Things or People that are Box Office


Huh, a square ball and a kick out straight to him


That goalie should be shot. Shite kickout and then let it drop in over his head.


Prince Philip. Your man that’s married to the queen of the uk.
There’s a list on the indo website today of his various gaffs and mistakes he’s had made over the years, someone might oblige me a post up a link.
The man is gold plated box office.


he’s a legend, some craic with a few pints in him I’d say


How twee. The roasters yelling ‘mon boy’ and that horrible tune as the backing music.


1995: “How do you keep the natives off the booze long enough to pass the test.” To a Scottish driving instructor.



2002: “Still throwing spears?” Question put to an Australian Aborigine during a visit.
Prince Philip speaking to Aborigine performers in 2002


2013: “The Philippines must be half empty as you’re all here running the NHS.” On meeting a Filipino nurse at Luton and Dunstable Hospital.



The description :joy:

Lee Chin is a rare talent in the sporting world, whether it be Ice Hockey, Soccer, Hurling, or Football the man excels at all sports, take a look at these two superb goals he scored at the weekend for Sarsfields


Himself and Paul Carbery would wreak the place I’d say.


Buff Egan’s dinner this evening apparently


The Munster Hurling Championship Mini League


The stadium was empty on Sunday mate


Tommy Walsh.
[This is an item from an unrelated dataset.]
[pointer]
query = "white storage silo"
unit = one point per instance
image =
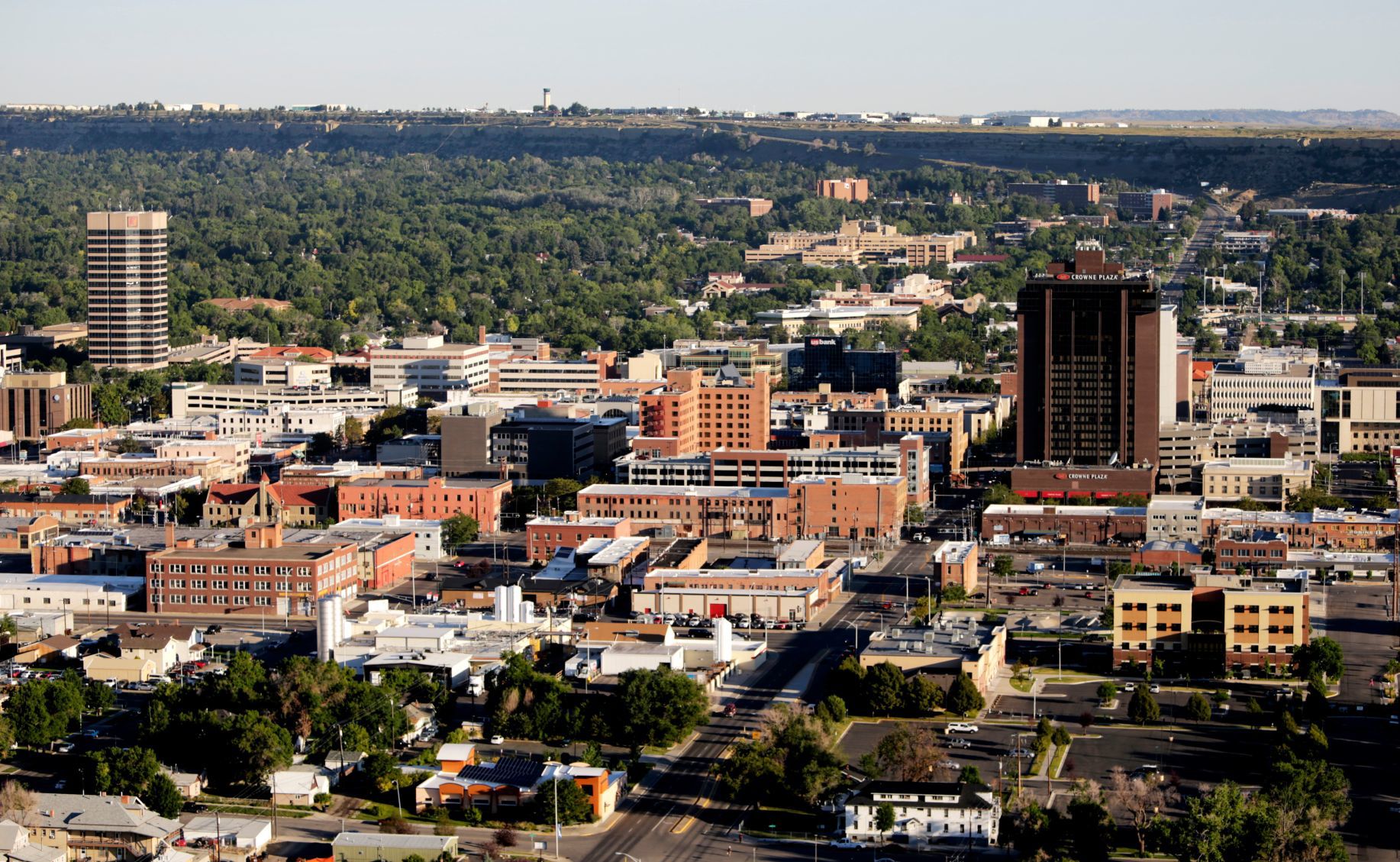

Listening to him on the GAA show on TodayFM, he’s a gas man, loves hurling and is an inspirational character.

“What’s the message you get across when you coach the u6 team back home?”



Post & remarks flagged.


surely the fact that he flopped in the AFL is a huge blackmark against him?


Dublin GAA


That chap of the Bradley’s. Lads hang on his every word on TFK. One paragraph and they’re hopping like sausages on a George Foreman.


That Bradley lad has only gone and gotten a much coveted “ Admired poster” award for himself.

Despite being universally hated and being a boring fuckwit with an imagination that would make Walter Mitty blush he still got the award.

I can see lads going demented over this.


I’d say you’re the only one there worth a fuck, time to rattle a few cages in that old boys club (or are you one of them now??)